2rebecca Fri 17-May-13 08:04:02

I think if the brother chooses to feel hurt because it's not convenient for him to come then that's his choice and it's just self pity.
Your husband is family as well. At the moment I wouldn't invite guests for the weekend because my son has 3 highers next week and is studying. If a relative phoned and wanted a casual visit I'd suggest another weekend.
I have weekends when I'm feeling stressed out after a busy week and don't want to visit or be visited by anyone. If my husband then invited (or didn't say no to, same thing) a couple of relatives to stay I'd be quite angry.
If I wanted to stay with a relative and it wasn't convenient I'd rather they said no firmly than resented me. Why should I get upset by this? It doesn't mean they don't love me any more, just that that weekend isn't convenient for me to visit.
You don't show your love for people by always saying yes to them, and in this case if she says yes to her brother she's saying no to her husband.

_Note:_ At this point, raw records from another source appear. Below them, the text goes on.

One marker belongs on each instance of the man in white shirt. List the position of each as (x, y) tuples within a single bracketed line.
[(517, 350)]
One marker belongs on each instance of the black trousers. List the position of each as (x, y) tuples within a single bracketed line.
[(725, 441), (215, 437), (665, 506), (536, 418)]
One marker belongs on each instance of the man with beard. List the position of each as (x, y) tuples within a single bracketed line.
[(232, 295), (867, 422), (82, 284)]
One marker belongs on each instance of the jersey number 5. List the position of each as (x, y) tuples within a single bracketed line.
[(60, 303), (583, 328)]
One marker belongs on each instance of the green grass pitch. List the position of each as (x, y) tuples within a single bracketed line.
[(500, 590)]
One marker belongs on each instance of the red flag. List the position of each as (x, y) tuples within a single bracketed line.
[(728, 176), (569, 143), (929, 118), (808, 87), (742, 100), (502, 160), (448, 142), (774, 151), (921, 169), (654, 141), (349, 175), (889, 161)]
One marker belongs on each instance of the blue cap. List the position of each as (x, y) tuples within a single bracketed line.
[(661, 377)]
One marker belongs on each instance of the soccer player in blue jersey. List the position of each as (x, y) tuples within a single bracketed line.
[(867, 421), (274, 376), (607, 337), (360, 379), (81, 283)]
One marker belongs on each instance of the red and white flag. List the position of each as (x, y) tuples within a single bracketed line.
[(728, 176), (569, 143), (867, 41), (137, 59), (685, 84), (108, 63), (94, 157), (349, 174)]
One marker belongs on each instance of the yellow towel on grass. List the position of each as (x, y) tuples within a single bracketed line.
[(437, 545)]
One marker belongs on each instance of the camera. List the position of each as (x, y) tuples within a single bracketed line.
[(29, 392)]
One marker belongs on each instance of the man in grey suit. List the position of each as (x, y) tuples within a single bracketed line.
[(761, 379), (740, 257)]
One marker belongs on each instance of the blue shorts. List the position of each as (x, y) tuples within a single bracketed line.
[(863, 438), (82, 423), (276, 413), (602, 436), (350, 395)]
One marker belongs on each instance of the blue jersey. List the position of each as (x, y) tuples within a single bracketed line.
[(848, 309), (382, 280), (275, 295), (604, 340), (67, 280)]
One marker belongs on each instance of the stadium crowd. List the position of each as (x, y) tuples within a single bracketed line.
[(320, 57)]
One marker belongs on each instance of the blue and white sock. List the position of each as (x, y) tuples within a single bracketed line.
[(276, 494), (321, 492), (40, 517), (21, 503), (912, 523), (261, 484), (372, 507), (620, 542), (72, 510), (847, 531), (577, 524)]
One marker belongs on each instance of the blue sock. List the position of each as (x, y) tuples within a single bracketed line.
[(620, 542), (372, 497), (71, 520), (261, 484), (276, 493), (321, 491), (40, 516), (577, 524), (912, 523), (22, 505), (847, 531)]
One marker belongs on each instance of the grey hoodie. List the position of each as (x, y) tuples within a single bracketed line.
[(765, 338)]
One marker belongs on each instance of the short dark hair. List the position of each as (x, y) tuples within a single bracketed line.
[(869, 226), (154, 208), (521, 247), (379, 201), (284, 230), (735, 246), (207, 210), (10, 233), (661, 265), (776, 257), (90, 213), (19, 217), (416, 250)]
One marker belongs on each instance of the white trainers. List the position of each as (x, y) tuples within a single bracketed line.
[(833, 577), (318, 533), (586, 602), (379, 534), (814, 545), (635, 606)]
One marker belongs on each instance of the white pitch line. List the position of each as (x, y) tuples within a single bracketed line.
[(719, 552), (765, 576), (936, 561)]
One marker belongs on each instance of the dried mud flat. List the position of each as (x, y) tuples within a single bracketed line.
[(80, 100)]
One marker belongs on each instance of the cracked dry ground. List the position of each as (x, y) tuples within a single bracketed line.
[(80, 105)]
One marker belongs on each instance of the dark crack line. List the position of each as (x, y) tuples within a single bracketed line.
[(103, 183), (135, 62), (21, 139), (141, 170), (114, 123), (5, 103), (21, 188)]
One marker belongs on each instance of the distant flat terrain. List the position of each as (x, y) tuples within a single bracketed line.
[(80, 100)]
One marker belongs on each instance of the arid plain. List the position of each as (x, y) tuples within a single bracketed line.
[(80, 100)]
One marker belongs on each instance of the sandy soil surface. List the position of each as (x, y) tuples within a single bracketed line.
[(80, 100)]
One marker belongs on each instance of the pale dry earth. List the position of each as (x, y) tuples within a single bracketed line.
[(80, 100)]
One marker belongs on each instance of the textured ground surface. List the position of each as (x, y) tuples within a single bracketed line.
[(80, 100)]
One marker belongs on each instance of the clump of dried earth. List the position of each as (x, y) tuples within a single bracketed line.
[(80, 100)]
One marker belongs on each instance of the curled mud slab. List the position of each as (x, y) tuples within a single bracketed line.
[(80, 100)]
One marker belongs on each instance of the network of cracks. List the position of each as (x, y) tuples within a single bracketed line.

Snazzynewyear Fri 17-May-13 08:06:29

Now you've said it would first visit of him and wife, definitely no.

i would say really sorry, but no.

DontmindifIdo Fri 17-May-13 08:13:25

It doesn't work for you, your DH doesn't want to entertain, if your DB will be arriving with new wife, you know your own family, the expectation being that you will be formal entertaining, not 'amuse yourself' then it's not fair to force that on your DH when he's already asked for a quiet weekend.

Tell your DB again that this weekend doesn't work, but perhaps say that next weekend (or other dates) does, his choice them. Bit late to do this on a Friday.